🤖 AI Summary
Coverage motion planning for complex robotic tasks suffers from low computational efficiency, poor parallelizability, and inability to globally model the distribution of trajectory spaces. This paper introduces a flow-matching-based statistical inference framework that, for the first time, formulates coverage planning as a probabilistic trajectory distribution matching problem. It unifies statistical divergences—including KL and Sinkhorn divergences—with LQR control structure, enabling decoupled trajectory generation and nonlinear control synthesis. We design a lightweight, scalable GPU-parallel architecture supporting real-time trajectory optimization in large-scale scenarios. Experiments demonstrate significant improvements over conventional waypoint-following and sampling-based planners in coverage completeness, computational speed, and scalability. The method establishes a novel paradigm for efficient coverage control in high-dimensional, dynamic environments.
📝 Abstract
Coverage motion planning is essential to a wide range of robotic tasks. Unlike conventional motion planning problems, which reason over temporal sequences of states, coverage motion planning requires reasoning over the spatial distribution of entire trajectories, making standard motion planning methods limited in computational efficiency and less amenable to modern parallelization frameworks. In this work, we formulate the coverage motion planning problem as a statistical inference problem from the perspective of flow matching, a generative modeling technique that has gained significant attention in recent years.

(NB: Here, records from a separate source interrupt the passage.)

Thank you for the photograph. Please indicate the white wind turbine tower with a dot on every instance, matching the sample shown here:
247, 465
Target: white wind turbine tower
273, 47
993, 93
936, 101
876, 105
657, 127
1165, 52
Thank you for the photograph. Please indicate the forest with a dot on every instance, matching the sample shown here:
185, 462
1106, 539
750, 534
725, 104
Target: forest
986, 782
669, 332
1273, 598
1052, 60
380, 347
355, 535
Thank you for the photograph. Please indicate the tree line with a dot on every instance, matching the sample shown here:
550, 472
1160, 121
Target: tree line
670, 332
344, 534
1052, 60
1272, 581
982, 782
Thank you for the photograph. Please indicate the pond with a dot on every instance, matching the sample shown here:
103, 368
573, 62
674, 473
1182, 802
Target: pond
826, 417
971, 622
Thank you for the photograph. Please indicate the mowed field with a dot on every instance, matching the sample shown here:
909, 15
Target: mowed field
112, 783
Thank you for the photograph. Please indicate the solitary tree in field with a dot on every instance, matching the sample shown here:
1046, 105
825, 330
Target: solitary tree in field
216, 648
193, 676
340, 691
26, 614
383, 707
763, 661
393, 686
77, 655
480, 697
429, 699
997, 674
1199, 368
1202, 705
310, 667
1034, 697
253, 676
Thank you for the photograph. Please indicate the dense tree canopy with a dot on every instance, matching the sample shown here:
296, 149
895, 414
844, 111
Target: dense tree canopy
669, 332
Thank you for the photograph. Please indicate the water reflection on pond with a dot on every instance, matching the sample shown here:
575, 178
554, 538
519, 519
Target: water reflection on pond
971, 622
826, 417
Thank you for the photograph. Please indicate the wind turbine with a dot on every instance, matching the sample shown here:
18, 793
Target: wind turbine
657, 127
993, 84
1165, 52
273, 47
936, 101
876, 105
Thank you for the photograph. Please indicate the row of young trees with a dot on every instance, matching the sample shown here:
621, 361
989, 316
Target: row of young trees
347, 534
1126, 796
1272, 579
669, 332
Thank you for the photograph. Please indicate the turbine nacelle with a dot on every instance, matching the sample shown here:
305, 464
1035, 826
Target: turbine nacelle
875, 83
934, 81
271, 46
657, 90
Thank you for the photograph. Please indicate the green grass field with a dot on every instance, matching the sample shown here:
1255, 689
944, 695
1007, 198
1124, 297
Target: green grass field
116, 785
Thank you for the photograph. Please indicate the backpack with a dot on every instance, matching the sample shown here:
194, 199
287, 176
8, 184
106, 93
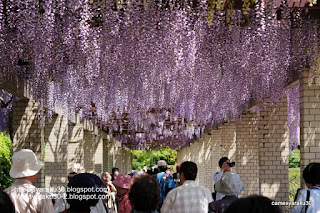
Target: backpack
169, 184
166, 184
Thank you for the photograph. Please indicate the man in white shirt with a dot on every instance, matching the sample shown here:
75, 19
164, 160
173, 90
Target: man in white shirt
217, 176
189, 197
25, 197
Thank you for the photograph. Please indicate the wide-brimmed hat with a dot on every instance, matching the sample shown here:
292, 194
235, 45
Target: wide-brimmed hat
25, 164
106, 176
229, 184
162, 163
122, 181
74, 169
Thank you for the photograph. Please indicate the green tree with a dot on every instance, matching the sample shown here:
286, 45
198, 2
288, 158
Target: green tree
5, 161
294, 158
149, 158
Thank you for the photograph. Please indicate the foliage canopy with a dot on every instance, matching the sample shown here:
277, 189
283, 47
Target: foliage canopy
149, 158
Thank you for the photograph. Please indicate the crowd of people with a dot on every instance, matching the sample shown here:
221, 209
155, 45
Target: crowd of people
151, 190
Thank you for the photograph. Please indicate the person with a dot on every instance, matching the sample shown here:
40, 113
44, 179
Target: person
253, 204
311, 176
217, 176
230, 185
144, 194
78, 191
122, 184
176, 175
6, 204
61, 204
165, 180
24, 195
115, 173
189, 197
110, 203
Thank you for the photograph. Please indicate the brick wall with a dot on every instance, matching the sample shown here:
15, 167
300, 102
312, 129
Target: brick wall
247, 153
309, 122
274, 151
261, 156
56, 154
27, 132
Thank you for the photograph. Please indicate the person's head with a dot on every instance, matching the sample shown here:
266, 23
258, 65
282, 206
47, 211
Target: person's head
84, 184
222, 160
6, 204
188, 171
162, 165
178, 166
253, 204
311, 174
144, 194
106, 178
122, 183
25, 165
75, 169
229, 184
115, 171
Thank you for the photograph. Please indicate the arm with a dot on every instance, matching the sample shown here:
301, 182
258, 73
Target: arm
217, 176
167, 204
301, 196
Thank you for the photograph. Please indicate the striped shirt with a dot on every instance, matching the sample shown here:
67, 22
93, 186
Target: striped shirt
186, 198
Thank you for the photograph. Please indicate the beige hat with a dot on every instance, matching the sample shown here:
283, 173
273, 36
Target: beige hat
75, 169
162, 163
229, 184
25, 164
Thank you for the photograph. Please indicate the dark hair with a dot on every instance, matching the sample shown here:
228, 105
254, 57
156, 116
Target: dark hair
253, 204
189, 169
222, 160
178, 167
6, 204
79, 181
144, 194
311, 174
114, 170
162, 168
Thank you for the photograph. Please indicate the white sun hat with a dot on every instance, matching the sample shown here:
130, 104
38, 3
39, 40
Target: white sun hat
162, 163
75, 169
25, 164
229, 184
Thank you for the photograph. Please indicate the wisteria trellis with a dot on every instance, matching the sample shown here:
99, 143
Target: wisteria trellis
77, 52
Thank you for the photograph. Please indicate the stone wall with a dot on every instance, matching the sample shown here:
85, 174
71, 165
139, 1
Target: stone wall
274, 151
247, 153
309, 121
258, 145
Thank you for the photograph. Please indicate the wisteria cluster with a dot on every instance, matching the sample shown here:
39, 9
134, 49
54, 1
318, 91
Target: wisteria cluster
134, 58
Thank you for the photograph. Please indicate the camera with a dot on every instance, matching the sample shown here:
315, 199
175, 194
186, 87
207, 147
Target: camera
231, 164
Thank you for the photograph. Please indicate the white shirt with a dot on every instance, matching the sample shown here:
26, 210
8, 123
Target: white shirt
61, 204
314, 200
216, 177
27, 198
186, 198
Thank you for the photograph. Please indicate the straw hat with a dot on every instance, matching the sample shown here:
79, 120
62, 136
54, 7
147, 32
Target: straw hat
25, 164
229, 184
106, 176
75, 168
162, 163
122, 181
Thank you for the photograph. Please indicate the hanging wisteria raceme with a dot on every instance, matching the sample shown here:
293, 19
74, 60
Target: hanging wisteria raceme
129, 60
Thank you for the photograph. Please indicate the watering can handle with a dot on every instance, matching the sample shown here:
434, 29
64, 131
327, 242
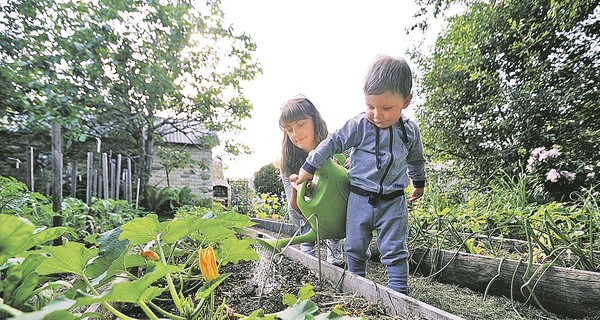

The proposed formulation unifies commonly used statistical discrepancy measures, such as Kullback-Leibler divergence and Sinkhorn divergence, with a standard linear quadratic regulator problem. More importantly, it decouples the generation of trajectory gradients for coverage from the synthesis of control under nonlinear system dynamics, enabling significant acceleration through parallelization on modern computational architectures, particularly Graphics Processing Units (GPUs). This paper focuses on the advantages of this formulation in terms of scalability through parallelization, highlighting its computational benefits compared to conventional methods based on waypoint tracking.